Now, in the swing of summer, rattan will only become more popular. And for those in year-round sunny climates, it will remain fitting — but what about those of us (including this Oregonian) who don’t? Will our peacock chairs and wicker lamps suddenly look off when the weather cools and our interior style is betrayed by the seasons? Lindroth notes that while some rattan and wicker won’t look right in homes in colder climates, many interior design companies are creating furniture that works in more urban environments too. Much of this is extremely high-end and expensive, but chain retailers like Target and Ikea have taken notice as well.
And when the Targets and Ikeas of the world become purveyors of something, that means it’s mainstream. Rattan went from being found at garage sales and on Craigslist to the aisles of big-box stores — so much for counterculture, right?
There’s also the question of cultural appropriation; it feels unlikely that every home-staging business and hip hair salon is aware that peacock chairs are said to have originally been created in mass production by prisoners in the Philippines and shipped to and sold in the US in the early 20th century.
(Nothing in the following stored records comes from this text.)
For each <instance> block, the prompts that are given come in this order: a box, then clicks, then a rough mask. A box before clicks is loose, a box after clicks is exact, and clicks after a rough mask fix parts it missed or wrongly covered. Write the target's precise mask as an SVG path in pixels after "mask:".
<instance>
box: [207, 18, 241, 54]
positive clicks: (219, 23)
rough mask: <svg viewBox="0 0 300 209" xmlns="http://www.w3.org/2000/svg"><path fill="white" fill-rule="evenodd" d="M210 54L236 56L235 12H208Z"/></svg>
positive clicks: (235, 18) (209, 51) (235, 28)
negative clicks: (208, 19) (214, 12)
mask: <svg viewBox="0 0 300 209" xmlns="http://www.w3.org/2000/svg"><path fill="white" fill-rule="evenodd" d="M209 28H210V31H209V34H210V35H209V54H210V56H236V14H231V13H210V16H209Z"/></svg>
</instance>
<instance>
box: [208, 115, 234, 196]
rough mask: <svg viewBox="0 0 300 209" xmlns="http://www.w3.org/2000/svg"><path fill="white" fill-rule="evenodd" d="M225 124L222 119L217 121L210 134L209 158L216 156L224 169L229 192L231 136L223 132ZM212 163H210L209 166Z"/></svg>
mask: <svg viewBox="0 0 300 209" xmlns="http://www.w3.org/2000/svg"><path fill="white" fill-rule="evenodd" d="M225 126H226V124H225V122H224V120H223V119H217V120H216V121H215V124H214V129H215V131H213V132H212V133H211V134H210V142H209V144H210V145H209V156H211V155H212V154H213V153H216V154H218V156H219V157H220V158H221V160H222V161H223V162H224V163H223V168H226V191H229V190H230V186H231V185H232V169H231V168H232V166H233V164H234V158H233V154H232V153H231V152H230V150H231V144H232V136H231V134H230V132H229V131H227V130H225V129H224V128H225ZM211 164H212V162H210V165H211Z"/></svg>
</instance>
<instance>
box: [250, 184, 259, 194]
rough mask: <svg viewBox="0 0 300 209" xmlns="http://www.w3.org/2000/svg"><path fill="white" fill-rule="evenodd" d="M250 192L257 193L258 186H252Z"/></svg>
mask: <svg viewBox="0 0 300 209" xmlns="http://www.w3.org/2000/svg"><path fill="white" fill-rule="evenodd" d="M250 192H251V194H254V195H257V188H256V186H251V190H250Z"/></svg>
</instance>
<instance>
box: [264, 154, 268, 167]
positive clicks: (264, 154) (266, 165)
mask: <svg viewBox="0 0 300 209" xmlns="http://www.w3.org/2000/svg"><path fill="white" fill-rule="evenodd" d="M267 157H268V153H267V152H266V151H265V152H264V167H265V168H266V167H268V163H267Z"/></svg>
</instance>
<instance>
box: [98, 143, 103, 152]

In the ’60s and ’70s, they were often used in images produced by the Black Panther Party — Blakeney’s parents were part of the Black Panther movement, and she mentions that these chairs hold that association for her. (She’s also designed a beautiful one for Anthropologie.) And while rattan is a sustainable resource, harvesting and working with it is back-breaking, difficult work.
In her thesis on the history of wicker, Emily Morris explains that Europeans recreated the style of wicker rattan by using willow, which lent itself to the shabby-chic, country look. But the “exotic” nature of rattan wicker remained enticing, and Western designers began incorporating it — in some cases, without proper credit. Designer John Patrick McHugh “produced many designs that mimicked Asian rattan forms, and bestowed them with exotic (although non-Asian) names such as the Porto Rico Chair and the Panama Chair,” she writes. There is a long tradition of white designers rewriting history; here is no exception. Blakeney has also written about the generalizations made when boho-chic products are categorized as “ethnic” or “tribal”:
What the word has come to mean in the design world (or at least on Pinterest) seems to be any room, outfit, or adornment that looks like it does not have Western-European origins. This annoys me, and troubles me as well. It’s lazy and inaccurate to call something simply “ethnic.” What’s more, it doesn’t mean anything. It’s kind of like describing something as “interesting.” It’s not a descriptor. It also reinforces the concept of the “other” — like we are like this, they are like that.
Rattan the material isn’t subject to cultural appropriation, she says — but can the trend and style that uses it heavily be? “Fuck yes,” says Blakeney. But she doesn’t see it as a passing fad, and perhaps its fans will learn a little more as its reign continues. “It’s just such a versatile material that I don’t think we’re going to see it go away anytime soon. I actually think we’re at the beginning of the trend right now,” she explains. “The material itself has so many different applications and there are so many different types of rattan and wicker.” Right now the world is appreciating rattan for its boho-chic style, but who knows what form it will take next?